Rackspace Hourly Database Application Services for RPC-VMware

The Rackspace Hourly Database Application Services (DBA) enables you to leverage DBA expertise at Rackspace with 24x7x365 availability on a pay-as-you- go basis. Rackspace Hourly DBA Service is available for MySQL, Oracle®, and Microsoft® SQL Server® databases hosted on your RPC-VMware environment.

The Hourly DBA Service add-on component is not available as a stand-alone product.

The Rackspace Hourly DBA Service add-on component of RPC-VMware is designed to help you throughout the life cycle of your database.
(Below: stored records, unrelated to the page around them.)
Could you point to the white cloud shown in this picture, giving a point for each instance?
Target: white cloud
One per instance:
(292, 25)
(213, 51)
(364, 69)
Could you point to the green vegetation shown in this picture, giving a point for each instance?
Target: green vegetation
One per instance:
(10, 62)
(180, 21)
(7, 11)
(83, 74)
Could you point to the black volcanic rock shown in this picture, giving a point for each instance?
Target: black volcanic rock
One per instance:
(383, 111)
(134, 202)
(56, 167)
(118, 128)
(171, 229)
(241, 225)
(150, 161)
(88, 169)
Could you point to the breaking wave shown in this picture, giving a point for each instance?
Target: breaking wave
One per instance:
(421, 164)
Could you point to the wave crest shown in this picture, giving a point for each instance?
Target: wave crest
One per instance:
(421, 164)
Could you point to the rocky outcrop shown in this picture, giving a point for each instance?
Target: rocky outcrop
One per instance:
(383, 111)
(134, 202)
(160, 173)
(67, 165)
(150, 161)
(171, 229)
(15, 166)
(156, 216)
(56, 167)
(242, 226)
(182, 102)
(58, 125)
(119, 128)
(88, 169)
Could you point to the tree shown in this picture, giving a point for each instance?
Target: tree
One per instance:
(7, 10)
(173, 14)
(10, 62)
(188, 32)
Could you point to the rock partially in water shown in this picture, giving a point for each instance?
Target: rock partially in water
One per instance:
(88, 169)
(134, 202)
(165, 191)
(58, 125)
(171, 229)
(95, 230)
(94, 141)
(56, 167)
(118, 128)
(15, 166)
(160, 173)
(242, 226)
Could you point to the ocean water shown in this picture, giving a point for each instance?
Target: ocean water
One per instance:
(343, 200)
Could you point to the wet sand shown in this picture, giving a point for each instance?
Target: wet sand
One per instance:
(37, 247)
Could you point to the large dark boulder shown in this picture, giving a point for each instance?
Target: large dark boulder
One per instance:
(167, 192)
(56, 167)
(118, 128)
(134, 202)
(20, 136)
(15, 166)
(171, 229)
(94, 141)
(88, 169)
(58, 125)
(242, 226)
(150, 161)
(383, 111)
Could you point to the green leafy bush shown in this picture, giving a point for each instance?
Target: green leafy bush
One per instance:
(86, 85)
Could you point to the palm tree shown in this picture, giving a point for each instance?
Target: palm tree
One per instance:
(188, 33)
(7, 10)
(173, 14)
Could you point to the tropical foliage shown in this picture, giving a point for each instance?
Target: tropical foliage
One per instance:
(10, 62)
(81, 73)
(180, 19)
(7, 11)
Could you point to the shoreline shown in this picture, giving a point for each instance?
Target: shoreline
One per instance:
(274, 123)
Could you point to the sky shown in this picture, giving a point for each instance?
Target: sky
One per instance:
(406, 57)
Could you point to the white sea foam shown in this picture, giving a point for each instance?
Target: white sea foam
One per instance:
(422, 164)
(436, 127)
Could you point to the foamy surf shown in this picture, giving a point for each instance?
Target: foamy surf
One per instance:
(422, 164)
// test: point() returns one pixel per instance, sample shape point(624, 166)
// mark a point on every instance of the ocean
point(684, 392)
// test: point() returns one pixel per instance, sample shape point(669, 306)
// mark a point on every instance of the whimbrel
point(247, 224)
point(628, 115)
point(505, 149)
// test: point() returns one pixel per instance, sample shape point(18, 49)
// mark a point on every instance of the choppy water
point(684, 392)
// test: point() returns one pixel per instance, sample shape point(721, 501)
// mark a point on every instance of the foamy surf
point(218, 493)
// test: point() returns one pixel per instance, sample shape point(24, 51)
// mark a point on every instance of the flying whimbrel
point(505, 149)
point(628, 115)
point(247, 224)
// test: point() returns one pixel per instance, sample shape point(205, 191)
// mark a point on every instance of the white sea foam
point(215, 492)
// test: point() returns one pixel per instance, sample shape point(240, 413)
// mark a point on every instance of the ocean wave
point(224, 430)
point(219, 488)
One key aspect of this service is the help that Rackspace can provide in the early stages of the application life cycle, where decisions might be crucial to the future of your application.

Rackspace DBA can help with the following items:

  • Architecture
  • Installation, configuration, upgrade, and migration
  • Backup and recovery
  • Database security
  • Storage and capacity planning
  • Performance tuning
  • Troubleshooting
  • Compatibility

Using the Hourly DBA Service for RPC-VMware

Customers can engage with the DBA team by creating a support ticket that describes the environment and the work being requested. The DBA team responds with either a request for more information or a quote for the time required to complete the job. Upon quote approval, the DBA team will begin its work.


Disaster recovery

The Disaster Recovery (DR) add-on for Rackspace Private Cloud powered by VMware (RPC-V) consists of two RPC-V environments in two different Rackspace data centers with the added components of VMware’s vSphere Replication and VMware’s Site Recovery Manager (SRM). vSphere Replication consists of up to 10 virtual appliances, the vSphere Replication Management Server (VRMS), and up to 9 vSphere Replication Servers, to share the replication traffic, scaled out as-needed. SRM consists of a single Windows VM with Site Recovery Manager installed. The VRMS and VRS(s) virtual appliances, as well as the SRM server, are deployed into the management resource pool of the RPC-V environment.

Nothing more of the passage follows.